In November, when she came home and told me that, my older daughters were shocked, too. My girls are Swiss, French, African, Irish, Creek, and Cherokee-American. They have all gone to this same elementary school, and no one had ever called them that. Trouble has always come with boys in the fourth grade ? Gaila had a boy touching her all the time in line, trying to intimidate her by putting his hands on her butt. He was mixed race. I put on black clothes and sunglasses and caught up to him at lunchtime one day, and told him he'd better stop touching her or her father might have to speak with him ? at the correctional facility where he works. That was that. Delphine had five boys, all recent immigrants from Mexico, decide that she had pale brown skin and so should speak Spanish and be in love with them. They professed their desires by hitting her in the head with frozen water bottles and palm fronds. I tried to do the playground visit, but as I'm a thin blonde woman, they remained unimpressed in the most macho way. So Daddy had to stand outside the classroom door one day and study the boys.
My ex-husband is 6-4, weighs 300 pounds, has worked for twenty years as a correctional officer, and favors wraparound sunglasses and Big Dog shirts. He rarely has to say more than a few words to be effective. He stood near the door and asked Delphine, "Which ones are they?" Then he just studied them and nodded. They ran. The trouble ceased.
This time it's different.
In November, I went to the vice principal and told him what had happened. I said the word to him, and he flinched. He's a tall white man, eminently reasonable. He didn't want to hear this word. I saw how he wanted me to say "the n-word." He immediately said he would call Rosette and talk to her about it, and I made him more uncomfortable by telling him that then she'd feel worse. Not only did someone call her something that stings and penetrates and goes inside the cartilage, now she'd be the one called in and talked to first, grilled in a sense. She had already told me that's what would happen.
"Call Christian in first. Grill him," I said. "Don't make my child feel bad again because this happened."

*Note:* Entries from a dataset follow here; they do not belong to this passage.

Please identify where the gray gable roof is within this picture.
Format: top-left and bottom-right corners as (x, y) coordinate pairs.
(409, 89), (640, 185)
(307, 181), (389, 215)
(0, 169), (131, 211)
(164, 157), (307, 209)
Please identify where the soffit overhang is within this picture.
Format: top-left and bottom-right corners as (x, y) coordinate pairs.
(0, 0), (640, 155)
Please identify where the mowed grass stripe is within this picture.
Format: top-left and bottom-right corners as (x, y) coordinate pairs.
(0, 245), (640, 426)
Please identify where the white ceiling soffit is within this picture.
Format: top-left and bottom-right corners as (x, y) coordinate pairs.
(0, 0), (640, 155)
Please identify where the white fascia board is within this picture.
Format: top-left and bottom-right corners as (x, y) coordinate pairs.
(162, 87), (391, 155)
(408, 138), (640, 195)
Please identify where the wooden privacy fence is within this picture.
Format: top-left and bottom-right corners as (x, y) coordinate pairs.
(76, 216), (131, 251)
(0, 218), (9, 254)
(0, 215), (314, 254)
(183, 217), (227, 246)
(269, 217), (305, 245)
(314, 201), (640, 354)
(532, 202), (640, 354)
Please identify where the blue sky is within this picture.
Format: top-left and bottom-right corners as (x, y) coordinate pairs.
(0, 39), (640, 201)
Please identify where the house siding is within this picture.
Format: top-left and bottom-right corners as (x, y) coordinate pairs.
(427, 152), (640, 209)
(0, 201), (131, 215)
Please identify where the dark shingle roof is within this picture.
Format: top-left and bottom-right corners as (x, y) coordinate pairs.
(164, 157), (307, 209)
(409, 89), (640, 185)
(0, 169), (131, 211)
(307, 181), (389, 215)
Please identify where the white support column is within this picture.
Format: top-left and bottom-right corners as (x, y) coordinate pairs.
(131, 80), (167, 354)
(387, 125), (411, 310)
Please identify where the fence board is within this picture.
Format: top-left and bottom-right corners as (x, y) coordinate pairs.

It's nearly impossible to explain, unless you're speaking to a parent of a black child in America. I see people watching my mouth, but not understanding.
In November, after a few weeks, Rosette received an insincere sorry note from this boy. He avoided her for a time, and then, after Christmas, went back to subtle attempts at playground intimidation. Rosette is tall and fast and strong. There were incidents on the swings. We laughed them off. We called him pathetic.
Then yesterday he hawked up a practiced glob of saliva and spit on her jacket sleeve. Of course I asked ? anyone else? No. On purpose? Yes.
Christian. So well-named. My first inclination was to tell her to spit back. I did, and she gave me an incredulous look. "I tried," she said. "But I don't know how to do that."
Well of course she didn't. I haven't trained my girls to collect their spit and use it to insult people. It's saliva, it's the message, it's the tool used to deliver the message during all those years of segregation and civil rights and busing and riots. It's spit. It means something.
I would have liked to explain this to Christian, on the playground, but times are different now, and a parent cannot approach someone else's kid. (Though in our old neighborhood, any parent could discipline any kid, and that was community.) I would have liked to explain this to the vice-principal, but he was at another elementary school, doing double duty. So, sadly enough for both of them, I will call Daddy, as I would have anyway this morning, and tell him of the spit, and the boy again, and tomorrow morning they will receive a visit from him as it is his day off. My ex-husband still remembers with vivid clarity the first time someone called him a nigger. He was eight, and the boy was eight, and it was in our city park. It's in the cartilage and blood and memory. It's there now in Rosette, and I am washing the liquid off her jacket even as I write, and she knows tomorrow her father will stand on the playground, his arms folded, shoulders the width of the picnic tables nearby, and he will do what he does.